Among the Padre farmhands who will play the 32-game schedule, Breslow and Kottaras are probably the most recognizable to fans. Breslow was relatively unknown until the Big League squad got into a bind with injuries and poor performance on the pitching staff while on the road in New York earlier this year. Called up because he was throwing strikes and - probably more important in the decision - could make a flight and be available the next day, he became a key component out of the Padres' bullpen.
In two different stints with the big team, Breslow appeared in 14 games, posting a 2.20 ERA and striking out 14 in 16.1 innings. With Chris Hammond struggling with a groin injury over the last week of the season, there was some thought that the young lefty might be on the playoff roster, but it appears he'll be joining those chasing the dream rather than the pennant this October.
Kottaras is one of the Padres' prized minor leaguers. Originally drafted in the 20th round of the 2002 draft out of noted baseball hotbed Scarborough Ontario, the left-hand hitting catcher was one of the top catching prospects in the minor leagues this year.
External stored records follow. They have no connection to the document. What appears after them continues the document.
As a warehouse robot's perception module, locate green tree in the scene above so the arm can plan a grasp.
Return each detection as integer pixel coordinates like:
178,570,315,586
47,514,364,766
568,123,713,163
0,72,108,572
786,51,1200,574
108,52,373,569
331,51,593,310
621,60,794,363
After hitting .303/.396/.469 in 91 games at Lake Elsinore, he earned a promotion to AA, where he posted another on base percentage over .400 and slugged .416 in the humid air of the Southern League.
Rusty Tucker appeared to be on the fast track as a closer in 2003 when he struck out 63 in 53 innings at Mobile while recording a then-record 28 saves. However, arm trouble led to Tommy John surgery, which kept him out of action for much of 2004. Coming back to Mobile this year, he posted shaky numbers including a 5.31 ERA and 49 walks in 62.2 innings.
Michael Johnson took the one spot each team is allowed for a prospect below the Double-A level. Originally taken one round behind his Clemson teammate Khalil Greene in 2003, the big lefty has shown immense raw power in his two seasons in the system, but he's also missed significant time to injuries both years. When on the field for the Storm this year, he powered 21 homers in 288 at bats on his way to a .618 slugging percentage. The AFL offers him a chance to make up some of his lost time and to test his unorthodox swing against higher-caliber pitchers.
Cassel is not the typical hot prospect for the AFL. In the Padres' system since 2001, he has been used primarily as a reliever over the last four seasons, amassing a career ERA of 4.08. This year, he split time between Mobile and Portland, helping to fill the void when the Beavers' starting rotation was decimated. The extra work and visibility of playing with the Javelinas will allow him to test himself against tough competition.
Among their teammates in Peoria, attention is likely to focus on Oriole pitcher Adam Loewen, the third overall pick in this year's draft Jeff Clement, the Brewers' behemoth Prince Fielder, and Oriole outfielder Nick Markakis who absolutely mashed in the Carolina and Eastern Leagues this year.